My primary interest in The First Tee program was to discuss how they taught the ’nine core values’ that they are known for.
Justin proved to be a well-informed, articulate and obvious passionate director and he told me that the program emphasized ‘action-based learning’ which means that the classes provide social and real-life drills that they put their charges through in order to teach them the values of honesty, integrity, sportsmanship, respect, confidence and courtesy.
I asked him and he described how they taught the kids ‘respect for their environment.’ After each class the children are taught to leave the area cleaner than when they arrived by picking up any stray paper or garbage.
They instill honesty with ‘the honesty game’ which is this amazing social experience which instills a moral sense through a group experience.
It is a bit too complex to go into details now but let me reassure you this psychosocial game impressed me as an effective and highly creative way to address honesty, self-monitoring and guilt avoidance.
The question of guilt is subject that the field of psychoanalysis has largely ignored much to the detriment of the nation and so when I witnessed this innovative game I could see that t Justin Koff and James Darcy had actually developed something that was far more important than they realized.
And that goes for the entire program.
I have barely touched upon the details of their program and perhaps I will do another piece on it in the future.
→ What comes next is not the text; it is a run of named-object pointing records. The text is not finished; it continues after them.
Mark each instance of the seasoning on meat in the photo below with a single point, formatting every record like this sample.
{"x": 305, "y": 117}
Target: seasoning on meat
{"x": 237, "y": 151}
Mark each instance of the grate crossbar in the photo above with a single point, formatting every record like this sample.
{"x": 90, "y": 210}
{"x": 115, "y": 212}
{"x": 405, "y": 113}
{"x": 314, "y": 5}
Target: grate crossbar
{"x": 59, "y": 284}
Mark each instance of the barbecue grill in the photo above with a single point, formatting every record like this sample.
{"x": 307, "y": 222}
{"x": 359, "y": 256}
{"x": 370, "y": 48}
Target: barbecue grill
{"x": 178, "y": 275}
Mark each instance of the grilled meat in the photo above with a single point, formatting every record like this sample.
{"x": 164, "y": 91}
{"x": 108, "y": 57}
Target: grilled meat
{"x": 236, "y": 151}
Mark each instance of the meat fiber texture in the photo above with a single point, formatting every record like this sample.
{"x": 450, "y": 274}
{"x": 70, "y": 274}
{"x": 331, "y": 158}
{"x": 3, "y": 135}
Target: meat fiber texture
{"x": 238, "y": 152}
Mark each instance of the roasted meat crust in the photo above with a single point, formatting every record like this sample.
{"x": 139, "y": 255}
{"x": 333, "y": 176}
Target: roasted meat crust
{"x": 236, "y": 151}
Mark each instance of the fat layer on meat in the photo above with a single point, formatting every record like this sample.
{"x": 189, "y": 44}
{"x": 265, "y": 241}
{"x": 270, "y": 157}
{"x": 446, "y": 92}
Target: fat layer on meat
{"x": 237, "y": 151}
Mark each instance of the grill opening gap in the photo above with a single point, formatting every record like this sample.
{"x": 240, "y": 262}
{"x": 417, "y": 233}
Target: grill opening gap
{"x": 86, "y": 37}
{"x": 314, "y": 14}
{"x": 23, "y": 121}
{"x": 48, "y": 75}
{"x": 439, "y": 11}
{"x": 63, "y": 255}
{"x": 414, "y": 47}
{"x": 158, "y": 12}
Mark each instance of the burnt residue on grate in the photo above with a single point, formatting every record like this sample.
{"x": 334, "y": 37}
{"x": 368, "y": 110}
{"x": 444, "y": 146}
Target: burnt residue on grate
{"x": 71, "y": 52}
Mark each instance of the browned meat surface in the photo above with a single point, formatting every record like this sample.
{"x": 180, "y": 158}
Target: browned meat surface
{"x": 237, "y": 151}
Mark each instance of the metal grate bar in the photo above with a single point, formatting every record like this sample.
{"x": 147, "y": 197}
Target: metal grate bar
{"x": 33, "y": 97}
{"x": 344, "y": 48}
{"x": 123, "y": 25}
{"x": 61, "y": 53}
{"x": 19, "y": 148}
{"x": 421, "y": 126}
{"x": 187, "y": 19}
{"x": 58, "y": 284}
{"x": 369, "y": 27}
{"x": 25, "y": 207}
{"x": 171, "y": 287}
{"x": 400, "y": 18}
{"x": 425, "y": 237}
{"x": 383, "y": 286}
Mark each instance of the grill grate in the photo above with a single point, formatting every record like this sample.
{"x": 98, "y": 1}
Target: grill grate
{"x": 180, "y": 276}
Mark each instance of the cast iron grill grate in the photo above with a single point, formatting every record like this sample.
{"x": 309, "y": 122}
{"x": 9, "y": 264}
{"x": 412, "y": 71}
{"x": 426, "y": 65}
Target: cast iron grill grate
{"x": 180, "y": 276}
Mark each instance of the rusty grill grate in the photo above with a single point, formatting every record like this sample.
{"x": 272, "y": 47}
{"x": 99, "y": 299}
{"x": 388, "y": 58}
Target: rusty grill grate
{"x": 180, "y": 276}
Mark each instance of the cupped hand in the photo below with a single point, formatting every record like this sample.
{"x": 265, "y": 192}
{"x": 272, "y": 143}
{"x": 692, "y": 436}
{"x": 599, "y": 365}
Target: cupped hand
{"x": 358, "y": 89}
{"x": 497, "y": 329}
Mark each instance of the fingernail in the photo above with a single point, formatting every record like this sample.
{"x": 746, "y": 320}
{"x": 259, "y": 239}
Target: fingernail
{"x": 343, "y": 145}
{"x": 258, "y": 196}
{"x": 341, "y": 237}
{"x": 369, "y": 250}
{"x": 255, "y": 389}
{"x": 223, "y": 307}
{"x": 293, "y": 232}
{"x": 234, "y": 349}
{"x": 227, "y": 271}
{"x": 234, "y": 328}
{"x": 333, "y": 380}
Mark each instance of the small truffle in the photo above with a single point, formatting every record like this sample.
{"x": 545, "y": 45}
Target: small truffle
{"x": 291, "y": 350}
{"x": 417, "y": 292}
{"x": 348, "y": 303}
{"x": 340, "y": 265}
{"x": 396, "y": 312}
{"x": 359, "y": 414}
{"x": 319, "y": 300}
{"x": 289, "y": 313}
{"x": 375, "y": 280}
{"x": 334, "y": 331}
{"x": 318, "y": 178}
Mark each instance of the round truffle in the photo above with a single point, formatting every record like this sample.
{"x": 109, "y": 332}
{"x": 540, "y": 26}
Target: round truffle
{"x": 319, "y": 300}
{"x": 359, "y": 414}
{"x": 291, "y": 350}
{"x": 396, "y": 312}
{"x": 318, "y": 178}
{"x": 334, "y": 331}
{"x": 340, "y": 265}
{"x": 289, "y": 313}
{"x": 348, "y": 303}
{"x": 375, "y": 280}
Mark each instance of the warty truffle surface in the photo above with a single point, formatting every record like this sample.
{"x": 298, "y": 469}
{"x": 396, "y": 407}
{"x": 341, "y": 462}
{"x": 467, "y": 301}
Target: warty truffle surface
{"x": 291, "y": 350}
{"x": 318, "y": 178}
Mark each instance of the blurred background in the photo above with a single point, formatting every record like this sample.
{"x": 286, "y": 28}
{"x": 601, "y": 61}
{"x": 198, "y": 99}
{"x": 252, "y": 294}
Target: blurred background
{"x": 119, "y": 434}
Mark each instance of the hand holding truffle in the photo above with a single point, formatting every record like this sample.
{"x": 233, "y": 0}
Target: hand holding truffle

Suffice it to say that as a psychoanalyst and sport psychologist I have written about the culture’s moral decay, questionable ethics and wholesale decline in etiquette so I was honestly amazed and filled with hope to see that a program embedded in sports has been able to create and successfully implement a process that directly addresses character development.
I would not be at all surprised to see other sports adopt a model like this which has such a positive effect on youth development.
Congratulations to Justin Koff, James Darcy and The First Tee for all your good work. Hope springs eternal when smart creative people are allowed to freely give of themselves this way.